Tras hacer las llamadas pertinentes llegaron dos guardias civiles. Nos indicaron que no tocáramos nada de la habitación hasta que al día siguiente acudiera la policía científica. Pasamos la noche en el sofá cama del comedor. No pegué ojo. Me preguntaba quién había preparado tan minuciosamente el robo. Sin duda nos había espiado día tras día hasta averiguar lo que solíamos hacer en cada momento. Me puse a revisar los personajes que formaban parte de nuestra vida cotidiana con la sensación de asistir a una rueda de reconocimiento por la que pasaron delante de mí los posibles sospechosos. Tal vez se trataba de alguien conocido, aunque sólo fuera de vista. Los robos nos hacen sospechar de los inocentes.

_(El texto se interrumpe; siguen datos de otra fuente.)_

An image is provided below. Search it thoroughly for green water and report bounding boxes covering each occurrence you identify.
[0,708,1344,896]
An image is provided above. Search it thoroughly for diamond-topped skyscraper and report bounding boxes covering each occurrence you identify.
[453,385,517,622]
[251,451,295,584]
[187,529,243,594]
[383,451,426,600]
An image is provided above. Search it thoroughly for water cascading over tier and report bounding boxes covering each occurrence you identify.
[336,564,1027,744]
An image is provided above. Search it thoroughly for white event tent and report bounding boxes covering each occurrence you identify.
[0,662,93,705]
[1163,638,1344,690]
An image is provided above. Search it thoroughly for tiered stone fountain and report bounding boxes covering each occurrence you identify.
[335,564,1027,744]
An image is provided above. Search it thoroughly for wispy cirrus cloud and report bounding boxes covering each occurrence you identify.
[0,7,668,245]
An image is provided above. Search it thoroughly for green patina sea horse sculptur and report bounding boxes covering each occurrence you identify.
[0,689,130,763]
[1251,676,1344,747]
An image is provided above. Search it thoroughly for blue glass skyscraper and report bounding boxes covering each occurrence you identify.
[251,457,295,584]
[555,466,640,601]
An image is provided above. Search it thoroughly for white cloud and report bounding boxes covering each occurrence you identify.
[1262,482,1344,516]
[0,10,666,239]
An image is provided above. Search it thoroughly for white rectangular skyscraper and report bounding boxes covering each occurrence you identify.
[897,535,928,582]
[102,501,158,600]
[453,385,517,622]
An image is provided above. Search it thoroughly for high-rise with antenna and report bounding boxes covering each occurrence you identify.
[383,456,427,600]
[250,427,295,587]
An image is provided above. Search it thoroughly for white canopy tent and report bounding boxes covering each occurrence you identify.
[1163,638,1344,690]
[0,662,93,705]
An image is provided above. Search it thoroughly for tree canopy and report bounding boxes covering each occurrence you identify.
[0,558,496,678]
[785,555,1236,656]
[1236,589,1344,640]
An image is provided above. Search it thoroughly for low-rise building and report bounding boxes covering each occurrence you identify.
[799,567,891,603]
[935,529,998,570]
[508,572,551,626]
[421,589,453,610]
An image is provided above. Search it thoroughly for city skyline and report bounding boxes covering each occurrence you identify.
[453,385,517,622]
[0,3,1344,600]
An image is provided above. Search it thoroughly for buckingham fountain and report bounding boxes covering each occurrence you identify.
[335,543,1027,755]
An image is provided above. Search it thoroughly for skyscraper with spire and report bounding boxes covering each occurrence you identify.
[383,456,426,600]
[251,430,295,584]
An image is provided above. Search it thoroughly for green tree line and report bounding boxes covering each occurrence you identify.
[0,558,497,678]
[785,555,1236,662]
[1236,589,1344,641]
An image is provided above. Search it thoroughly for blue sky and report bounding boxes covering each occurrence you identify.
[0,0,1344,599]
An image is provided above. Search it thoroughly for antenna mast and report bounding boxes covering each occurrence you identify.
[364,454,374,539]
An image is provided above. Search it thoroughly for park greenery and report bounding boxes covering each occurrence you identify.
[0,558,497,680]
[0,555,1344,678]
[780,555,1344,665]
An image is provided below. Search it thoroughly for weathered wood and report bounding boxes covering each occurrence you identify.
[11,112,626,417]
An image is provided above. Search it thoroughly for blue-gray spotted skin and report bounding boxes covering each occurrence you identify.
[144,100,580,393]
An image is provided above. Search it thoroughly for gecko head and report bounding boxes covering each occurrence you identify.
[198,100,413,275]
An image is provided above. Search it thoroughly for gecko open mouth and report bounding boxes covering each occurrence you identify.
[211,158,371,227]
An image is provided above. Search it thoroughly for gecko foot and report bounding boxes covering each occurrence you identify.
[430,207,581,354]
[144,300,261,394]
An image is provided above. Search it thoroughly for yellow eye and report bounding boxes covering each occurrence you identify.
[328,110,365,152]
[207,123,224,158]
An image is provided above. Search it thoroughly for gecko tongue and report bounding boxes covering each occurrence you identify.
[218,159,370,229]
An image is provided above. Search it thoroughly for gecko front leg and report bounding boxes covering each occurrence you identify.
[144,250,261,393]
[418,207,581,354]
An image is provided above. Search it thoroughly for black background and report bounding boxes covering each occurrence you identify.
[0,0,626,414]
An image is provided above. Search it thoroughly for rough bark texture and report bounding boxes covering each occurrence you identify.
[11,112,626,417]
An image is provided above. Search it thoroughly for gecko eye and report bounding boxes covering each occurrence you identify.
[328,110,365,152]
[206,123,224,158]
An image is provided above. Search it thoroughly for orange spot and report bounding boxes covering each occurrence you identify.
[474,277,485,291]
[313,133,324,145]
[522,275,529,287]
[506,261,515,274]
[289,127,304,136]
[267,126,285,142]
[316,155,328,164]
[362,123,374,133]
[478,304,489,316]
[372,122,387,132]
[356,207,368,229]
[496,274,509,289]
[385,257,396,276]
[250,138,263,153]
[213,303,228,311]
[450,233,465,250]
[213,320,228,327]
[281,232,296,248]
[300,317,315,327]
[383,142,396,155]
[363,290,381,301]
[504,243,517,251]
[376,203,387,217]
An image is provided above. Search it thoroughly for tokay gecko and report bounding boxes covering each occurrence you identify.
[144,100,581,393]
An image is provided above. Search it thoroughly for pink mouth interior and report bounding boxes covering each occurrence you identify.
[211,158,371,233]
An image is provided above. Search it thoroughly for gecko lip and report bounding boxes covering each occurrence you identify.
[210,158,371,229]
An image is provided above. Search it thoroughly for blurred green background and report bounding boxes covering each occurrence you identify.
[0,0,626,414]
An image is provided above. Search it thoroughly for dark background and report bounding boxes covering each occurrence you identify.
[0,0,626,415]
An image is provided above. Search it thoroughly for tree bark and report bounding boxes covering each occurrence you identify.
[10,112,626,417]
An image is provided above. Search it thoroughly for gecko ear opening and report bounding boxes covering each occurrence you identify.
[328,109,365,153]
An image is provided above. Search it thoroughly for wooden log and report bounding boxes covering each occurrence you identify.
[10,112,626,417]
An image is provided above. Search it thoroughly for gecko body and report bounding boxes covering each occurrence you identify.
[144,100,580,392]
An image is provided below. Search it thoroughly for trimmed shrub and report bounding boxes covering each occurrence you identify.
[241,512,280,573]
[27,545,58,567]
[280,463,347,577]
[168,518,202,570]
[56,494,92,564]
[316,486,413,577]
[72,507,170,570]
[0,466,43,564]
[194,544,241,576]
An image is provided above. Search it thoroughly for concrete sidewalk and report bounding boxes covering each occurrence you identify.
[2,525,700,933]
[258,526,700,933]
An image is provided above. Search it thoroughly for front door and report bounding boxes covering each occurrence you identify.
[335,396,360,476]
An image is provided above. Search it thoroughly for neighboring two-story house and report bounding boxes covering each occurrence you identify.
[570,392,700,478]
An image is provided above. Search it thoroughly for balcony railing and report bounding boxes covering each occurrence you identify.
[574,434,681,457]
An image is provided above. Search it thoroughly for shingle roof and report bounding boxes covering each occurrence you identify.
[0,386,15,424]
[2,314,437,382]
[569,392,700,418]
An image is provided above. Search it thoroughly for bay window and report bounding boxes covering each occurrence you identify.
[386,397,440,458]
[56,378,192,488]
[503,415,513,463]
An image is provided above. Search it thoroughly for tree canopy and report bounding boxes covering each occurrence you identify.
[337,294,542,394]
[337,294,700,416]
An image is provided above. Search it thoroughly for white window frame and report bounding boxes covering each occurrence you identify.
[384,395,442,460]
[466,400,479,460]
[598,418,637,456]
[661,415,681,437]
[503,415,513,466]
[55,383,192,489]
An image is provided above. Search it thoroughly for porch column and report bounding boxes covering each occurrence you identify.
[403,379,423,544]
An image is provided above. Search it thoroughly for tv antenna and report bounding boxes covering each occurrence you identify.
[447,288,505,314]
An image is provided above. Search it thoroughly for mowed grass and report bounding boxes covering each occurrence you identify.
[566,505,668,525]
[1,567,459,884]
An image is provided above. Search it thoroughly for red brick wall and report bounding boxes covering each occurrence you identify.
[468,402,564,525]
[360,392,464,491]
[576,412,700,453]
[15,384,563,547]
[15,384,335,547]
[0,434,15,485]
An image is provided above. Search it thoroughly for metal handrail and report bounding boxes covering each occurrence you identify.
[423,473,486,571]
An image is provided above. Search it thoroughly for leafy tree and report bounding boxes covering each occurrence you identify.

El domingo a las diez de la mañana llamó por teléfono el policía científico para decirnos que pasaba por la casa en un cuarto de hora. Abrió el maletín y pulverizó la superficie de los muebles buscando las huellas dactilares. Le llamó la atención las paredes cubiertas de películas. «Veo que estoy entre cinéfilos, pues he de deciros que el cine es el principal culpable de que ahora todo el mundo crea que puede encontrarse la huella dactilar del delincuente en un simple pelo de la víctima», dijo. Mientras seguía pasando la brocha preguntó a qué nos dedicábamos. Mi mujer respondió que era profesora de dibujo. «Yo pinto horrible», se excusó sin soltar la brocha. Luego buscó huellas de pisadas en la terraza y las confrontó con las suelas de nuestros zapatos. Cuando se marchó, permanecimos en casa organizando el desorden mental que nos había causado el robo de la intimidad. Desde entonces están cerradas las persianas y echadas las cortinas. Yo vigilo la casa a oscuras. Si el ladrón anónimo apareciera de nuevo le diría que pusiera precio al material robado. Estoy convencido de que sería una ganga. Los ladrones nunca estiman el valor sentimental de los objetos.